Text as Interface:

Analyzing Data on the Command Line

Using this Slideshow

jrladd.com/commandline

John R Ladd / @johnrladd

To navigate, press the arrows or hit the space bar

What is UNIX? What is the Command Line?

Unix: A family of operating systems that includes MacOS and Linux
Command Line (shell): “a program that takes keyboard commands and passes them to the operating system to carry out” (Shotts)
GUI (graphical user interface): the “normal”, visual interface of windows and applications
Synonyms/Acronyms for “command line”: CLI, shell, sh, bash, terminal

What can you do with CLI?

  • navigate your computer
  • manage files (create, delete, read, edit)
  • run programs
  • use programming languages
  • access the internet and download files
  • combine commands/applications
  • count, aggregate, and analyze… anything!

How to Use this Tutorial

From here forward, you’ll find lists of commands and their functions, followed by exercises with those commands.

You’ll run these exercises inside the Terminal application on your Mac or Linux operating system. (Click here for Windows-based instructions.) Type each line as it appears in order, and then hit <ENTER> to run that line.

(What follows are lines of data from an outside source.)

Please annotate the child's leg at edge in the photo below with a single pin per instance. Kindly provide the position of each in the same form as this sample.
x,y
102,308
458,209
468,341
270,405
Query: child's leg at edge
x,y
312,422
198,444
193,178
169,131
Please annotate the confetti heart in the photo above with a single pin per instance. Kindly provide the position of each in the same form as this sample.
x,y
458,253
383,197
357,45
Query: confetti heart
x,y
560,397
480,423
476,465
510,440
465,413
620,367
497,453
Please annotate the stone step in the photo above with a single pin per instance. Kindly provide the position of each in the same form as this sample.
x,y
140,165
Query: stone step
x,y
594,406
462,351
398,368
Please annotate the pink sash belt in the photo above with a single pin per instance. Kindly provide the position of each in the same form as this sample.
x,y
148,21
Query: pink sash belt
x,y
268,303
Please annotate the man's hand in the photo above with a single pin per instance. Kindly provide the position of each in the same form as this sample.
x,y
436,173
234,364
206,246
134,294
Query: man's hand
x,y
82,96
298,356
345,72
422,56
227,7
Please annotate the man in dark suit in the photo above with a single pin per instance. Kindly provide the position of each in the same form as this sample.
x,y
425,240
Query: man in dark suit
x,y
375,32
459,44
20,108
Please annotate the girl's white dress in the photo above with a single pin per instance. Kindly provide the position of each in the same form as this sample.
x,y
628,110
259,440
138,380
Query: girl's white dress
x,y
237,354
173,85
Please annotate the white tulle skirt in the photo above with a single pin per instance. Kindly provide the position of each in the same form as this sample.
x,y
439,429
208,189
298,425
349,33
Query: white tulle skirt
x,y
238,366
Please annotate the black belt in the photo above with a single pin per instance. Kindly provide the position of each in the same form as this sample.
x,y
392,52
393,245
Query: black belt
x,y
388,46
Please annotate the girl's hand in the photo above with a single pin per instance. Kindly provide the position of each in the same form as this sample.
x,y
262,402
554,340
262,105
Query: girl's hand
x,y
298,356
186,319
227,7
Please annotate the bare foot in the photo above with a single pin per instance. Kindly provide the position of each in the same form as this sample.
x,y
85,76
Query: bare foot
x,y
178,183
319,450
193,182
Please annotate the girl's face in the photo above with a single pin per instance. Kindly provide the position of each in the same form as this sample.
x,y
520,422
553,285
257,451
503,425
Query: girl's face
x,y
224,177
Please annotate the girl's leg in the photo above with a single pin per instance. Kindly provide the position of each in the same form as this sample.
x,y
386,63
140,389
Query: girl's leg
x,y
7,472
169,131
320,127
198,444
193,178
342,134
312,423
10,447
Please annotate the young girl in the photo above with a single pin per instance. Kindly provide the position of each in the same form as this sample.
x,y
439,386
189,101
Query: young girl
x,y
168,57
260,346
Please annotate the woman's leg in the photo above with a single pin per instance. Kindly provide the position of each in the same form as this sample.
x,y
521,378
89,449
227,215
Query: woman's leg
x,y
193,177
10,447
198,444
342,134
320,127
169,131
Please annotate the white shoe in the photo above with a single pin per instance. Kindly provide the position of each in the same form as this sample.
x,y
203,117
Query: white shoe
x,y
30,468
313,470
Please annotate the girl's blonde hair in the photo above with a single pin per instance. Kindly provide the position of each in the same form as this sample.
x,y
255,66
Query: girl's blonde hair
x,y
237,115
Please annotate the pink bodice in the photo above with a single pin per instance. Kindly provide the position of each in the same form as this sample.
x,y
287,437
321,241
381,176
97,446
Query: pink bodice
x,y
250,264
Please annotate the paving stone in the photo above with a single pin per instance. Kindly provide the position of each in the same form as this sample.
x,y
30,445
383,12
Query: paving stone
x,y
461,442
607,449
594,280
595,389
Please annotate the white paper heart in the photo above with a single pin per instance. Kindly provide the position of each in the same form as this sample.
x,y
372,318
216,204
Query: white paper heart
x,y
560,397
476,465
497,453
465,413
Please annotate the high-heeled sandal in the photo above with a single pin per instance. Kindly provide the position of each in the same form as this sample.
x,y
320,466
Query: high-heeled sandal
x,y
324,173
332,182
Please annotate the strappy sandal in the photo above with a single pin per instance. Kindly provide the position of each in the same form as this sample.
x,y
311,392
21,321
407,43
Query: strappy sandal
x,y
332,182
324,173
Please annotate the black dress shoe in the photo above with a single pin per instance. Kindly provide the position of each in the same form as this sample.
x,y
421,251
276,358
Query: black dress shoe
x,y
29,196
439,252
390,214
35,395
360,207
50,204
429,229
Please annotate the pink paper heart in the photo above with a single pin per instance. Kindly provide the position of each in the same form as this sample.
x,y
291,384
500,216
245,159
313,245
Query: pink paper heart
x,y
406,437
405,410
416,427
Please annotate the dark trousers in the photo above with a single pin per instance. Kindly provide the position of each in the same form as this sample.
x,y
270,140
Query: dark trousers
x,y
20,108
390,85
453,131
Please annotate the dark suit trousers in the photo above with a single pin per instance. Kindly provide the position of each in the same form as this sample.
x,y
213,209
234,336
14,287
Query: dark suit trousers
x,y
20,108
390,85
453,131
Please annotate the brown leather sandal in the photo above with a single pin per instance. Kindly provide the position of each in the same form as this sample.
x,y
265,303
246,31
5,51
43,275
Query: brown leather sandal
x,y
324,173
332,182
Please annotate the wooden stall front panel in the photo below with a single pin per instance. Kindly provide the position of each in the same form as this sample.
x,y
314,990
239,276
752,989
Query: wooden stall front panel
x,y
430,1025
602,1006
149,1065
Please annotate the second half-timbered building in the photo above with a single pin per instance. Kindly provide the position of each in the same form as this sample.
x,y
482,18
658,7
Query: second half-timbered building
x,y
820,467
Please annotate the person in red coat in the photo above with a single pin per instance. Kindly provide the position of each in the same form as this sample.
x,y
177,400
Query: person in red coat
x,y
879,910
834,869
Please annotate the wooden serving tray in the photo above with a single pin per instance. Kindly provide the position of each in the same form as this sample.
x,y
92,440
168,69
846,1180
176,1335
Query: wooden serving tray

If you see, <TAB> in a command, hit the tab key on your keyboard (don’t type the word TAB).

And if you encounter any problems or have a question, feel free to contact me.

But First, Directory Structure

There’s No Place Like Home

When you type pwd and hit enter you’ll see your “home” directory. In my case it’s:

/home/jrladd

In yours it might be “/Users/yourUsername” or something else.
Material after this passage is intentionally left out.